Chama-se Isabel. Chega à urgência de cara ensanguentada, nariz meio à banda e um olho todo negro. Já é minha conhecida, já é nossa conhecida. De todos nós. Ensaio educadamente a mesma pergunta de sempre, esperando não ouvir a mesma resposta de sempre.
- Então Isabel o que a traz por cá? Responde-me a olhar para o colo, sem nunca levantar o olhar para mim.
-Caí.
-Então Isabel mas caiu outra vez, ultimamente tem caído todas as sextas feiras, é alguma coisa relacionada com o calendário? Olhe que nem todas as sextas feiras, são sextas feiras treze.

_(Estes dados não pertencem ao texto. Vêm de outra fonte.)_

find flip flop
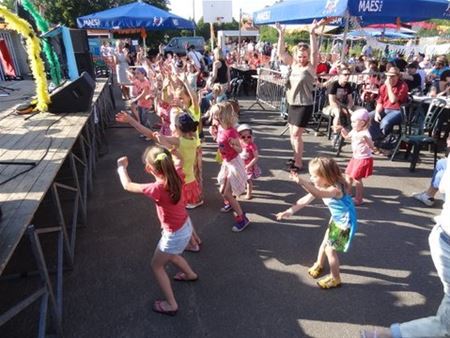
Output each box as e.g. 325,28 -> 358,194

Nada. Silêncio absoluto num rosto comprometido na mentira e envergonhado. Acabo por meter a foice em ceara alheia. Não tenho nada a ver com isso, a vida é sua, mas não quer que acreditemos que cai repetidamente quase todas as sextas feiras pois não? A Isabel é agredida e só depende de si acabar com isso ou não, mas para isso tem que parar de esconder, tem que apresentar queixa na polícia, tem que se mexer e fazer com que algo mude para que de facto possa mudar.
Nada. Silêncio de novo e uma cara de parva estampada como se não percebesse patavina do que lhe quis dizer. Deu-me raiva, detesto gente que se lamenta e não faz nada para mudar o que lhe faz mal. Terminei por ali. Não tenho jeito para dar missa, nem alma de padre e muito menos sou conselheira matrimonial. Peço-lhe Rx da Face e dos Ossos Próprios do Nariz e encaminho-a para a cirurgia que por sua vez a deve despachar de corrida para a cirurgia Maxilo-facial e dali numa viagem à velocidade da luz para casa.
Chamo o doente seguinte ao som, e continuo com o que estava a fazer. O doente seguinte é uma senhora que ao entrar e sentar-se, diz-me de rajada...
-O que é que a minha vizinha estava cá a fazer?
- Não lhe posso responder a essa pergunta. Mas aquela doente é sua vizinha?
- Se é. Há anos que oiço pelas paredes a voz do marido quando chega a casa bem bebido a dizer-lhe: Tira os óculos que vais apanhar! Se ela se demora a tirar os óculos - usa uns óculos de lentes grossas, garrafais e sem eles não vê nada - ele insiste aos gritos, ai a merda... tira os óculos que vais levar! E é isto há anos...
E vai continuar a ser assim. Para salvar alguém é imprescindível esse mesmo alguém querer ser salvo.